MPAC doesn't actually care about the market-value you paid for your house. It cares about what other people paid for their house. Therefore, you may be a retired fixed-income homeowner who paid $50,000 for your shack many moons ago when houses came free with a case of medically prescribed cigarettes, but because other people have been flipping their homes and jacking the value on lower interest rates, your home is presumed to be jacked up in value too.

Which leads to a few problems.

If you're on a fixed income and MPAC decides your $50,000 shack is now a $800,000 mini-mansion because you live close to downtown, you can get fucked out of your own home, much like Bristol Palin got fucked outside of her home and gave birth to a slobbering embarrassment. GAAP states that you should consider the value of your home to be what you paid for it; no guesstimating increased value. Therefore, a $50,000 home is only ever going to be taxed as a $50,000 home because that was its value when it was for sale on the open-market. Homes, much like blowjobs, are only worth what somebody will pay for it.

If somebody buys our fictitious home for $800,000 on a resale, feel free to tax 'em at the full-rate. It's part and parcel of buying an expensive home.

"But what about the city? How is it supposed to raise new revenue if all the homes are worth the old, original prices?"

Bad question. What the above scenario implies is that there is no new growth in the city, no homes are being bought/sold and everything seems to be stagnant.

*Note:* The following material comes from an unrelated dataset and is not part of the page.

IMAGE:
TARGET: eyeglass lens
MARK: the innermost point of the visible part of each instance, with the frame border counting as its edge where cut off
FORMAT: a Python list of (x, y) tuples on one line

New services probably aren't needed and raising the mill-rate should suffice for inflation.

Which leads to the second problem: compounded tax-rape.

Cities and counties each levy mill-rates, the base-rate at which the value of your home is taxed. So, your city/county may tax you at 1.5% of your home's value. They can raise and lower that rate to adjust what monies flow into the city's coffers. By MPAC raising the value of your home arbitrarily AND the city/county raising the mill-rate, you get a nice compounded tax-rape. Each increases the other in presenting you with a whopper tax-bill.

Here's the solution: Rather than keeping on with a regressive tax structure which can fuck old people out of their homes because they had the foresight to hang onto them for so long, punish those people who buy hugely expensive homes with the increased tax-burden borne out by the hugely expensive price they were willing to swallow.

Each time a home is bought and sold (aside from the land-transfer tax which is actually based on sale-price), the taxable value of the house is locked in at that price. Therefore, each person is responsible for keeping their own taxes lower, the province can ditch MPAC and save a whack of cash and you don't have to worry about tax-surprises come February when the first tax-rolls drop.

If there's concern about fair-market value sale, like Filthy Pierre sells his home at an el-cheapo price to Greasy Maurice, the province has the onus to show it wasn't a fair-market exchange in provincial court. It shouldn't be dependent on the Dirty frenchmen to prove their innocence.

There. Shit solved. I'm going to shovel.